The chasm is so wide that the filmmakers could only use archival footage of Graham Nash and Neil Young discussing their lives with Crosby – and there are no quotes at all from Stephen Stills. (In fact, Stills is barely even mentioned here, though he is shown in a good amount of the pictures and archival footage.) As four men who have meant so much in each other’s lives, it’s sad that the filmmakers could not get any new interviews with Crosby’s former bandmates. Roger McGuinn and Chris Hillman of the Byrds, who also have their share of bad blood with Crosby, were willing to talk about him on the record here.

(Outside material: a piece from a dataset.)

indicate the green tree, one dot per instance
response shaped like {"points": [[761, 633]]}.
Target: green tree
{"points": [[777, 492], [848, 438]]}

In fairness, Crosby takes most of the blame for the rifts. He knows he has a temper. He knows he does and says bad things. He doesn’t blame them for being angry at him. “All of the main guys that I made music with won’t even talk to me,” he tells producer Crowe, who first interviewed Crosby in 1974. “All of them. One of them hating my guts could be an accident. McGuinn, Nash, Neil and Stephen all really dislike me strongly.”
He seems to want to try to patch things up but does not know how. Graham Nash, in an interview with Paul Shaffer for Sirius XM which is excerpted here, seems to feel the same way, but worries it may be too late. Crosby Stills Nash & Young were four voices in perfect harmony, but four men who were eventually out of synch.
David Crosby has done a lot of good and a lot of bad in his life. No one is perfect, and he has been particularly imperfect. However, that is what makes Remember My Name so fascinating. David Crosby doesn’t lie, doesn’t deflect, and obviously is trying to be a better man. That makes this warts-and-all bio rather inspirational.